With the STATISTICA software, it has been possible to obtain these models. This program has implemented multiple techniques for the selection of variables. The most noteworthy are "All effects", which gives the user the option to choose between the different variables that he wishes to include based on expert criteria. On the other hand, "Forward-Stepwise" makes an automatic selection of variables based on the fact that the software itself chooses the variables by doing a Fisher (F) test. For the construction of the chemoinformatic model of the present work, the first option was used, where it is possible to choose the most important perturbations in different reaction conditions.
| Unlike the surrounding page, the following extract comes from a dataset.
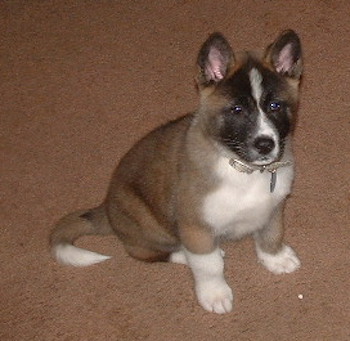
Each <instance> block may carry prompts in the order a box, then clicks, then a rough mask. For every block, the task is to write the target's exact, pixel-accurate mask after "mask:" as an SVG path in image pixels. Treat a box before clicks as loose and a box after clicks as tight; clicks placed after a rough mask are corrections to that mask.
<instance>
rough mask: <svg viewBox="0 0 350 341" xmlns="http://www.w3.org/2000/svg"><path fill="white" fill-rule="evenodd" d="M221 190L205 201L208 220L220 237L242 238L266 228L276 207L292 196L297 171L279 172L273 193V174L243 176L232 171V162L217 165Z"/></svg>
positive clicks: (214, 232)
In addition, the model uses 75% of the data sets for model training and the remaining 25% for confirmation.
On the other hand, the function returned by the model belongs to the function , which provides a numerical result and coefficients of the entered variables. Additionally, to achieve an ideal model, the following points must be taken into account:
· Predicted sets should be in the 70-95% range for both the training and confirmation tests.
· The percentages of specificity (0) and sensitivity (1) must be balanced. In cases where they are not, it can lead to errors, since the model correctly predicts one of them (either the specificity or sensitivity) and the other poorly.